# Scritches likes and dislikes



## Jynxstorm (May 15, 2010)

I noticed that my young female bird has started to love to cuddle with me and she loves scritches. Though, when I try to scritch my male bird He does not allow me to do so? Could that be because he doesn't like being scritched.


----------



## AlbyPepper (Apr 3, 2010)

Mango, my youngest, loves having pats. Alby generally doesn't like it unless he is tired or in a sooky mood. Cinnamon hates being touched. She loves to be on my shoulder and climbs all over me, but if I try to pat her, she would gladly try take my finger off. I guess all birds are different. Some are just more receptive to being touched. I'm trying to get Cinnamon used to my fingers and occasionally give her a touch on the head and tell her what a good girl she is, if she doesn't bite straight away.
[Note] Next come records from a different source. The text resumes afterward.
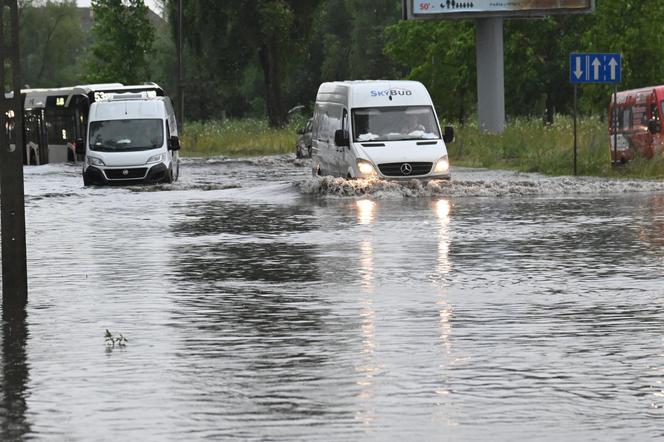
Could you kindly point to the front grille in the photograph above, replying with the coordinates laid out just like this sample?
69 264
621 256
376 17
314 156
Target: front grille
132 173
395 169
I may end up making a bit of progress with her, but I don't think she will ever be a 'touchy' kind of bird.


----------



## roxy culver (May 27, 2010)

It all depends on the bird, my Cinnamon (lol) loves to be scritched, she will turn her head in whatever direction she wants to be scritched in. Snowball didn't used to like it but he has warmed up to it over time. Hershey has just discovered that she does like them and wants more but Nips isn't fond of them at all. It just depends on what they like!!!


----------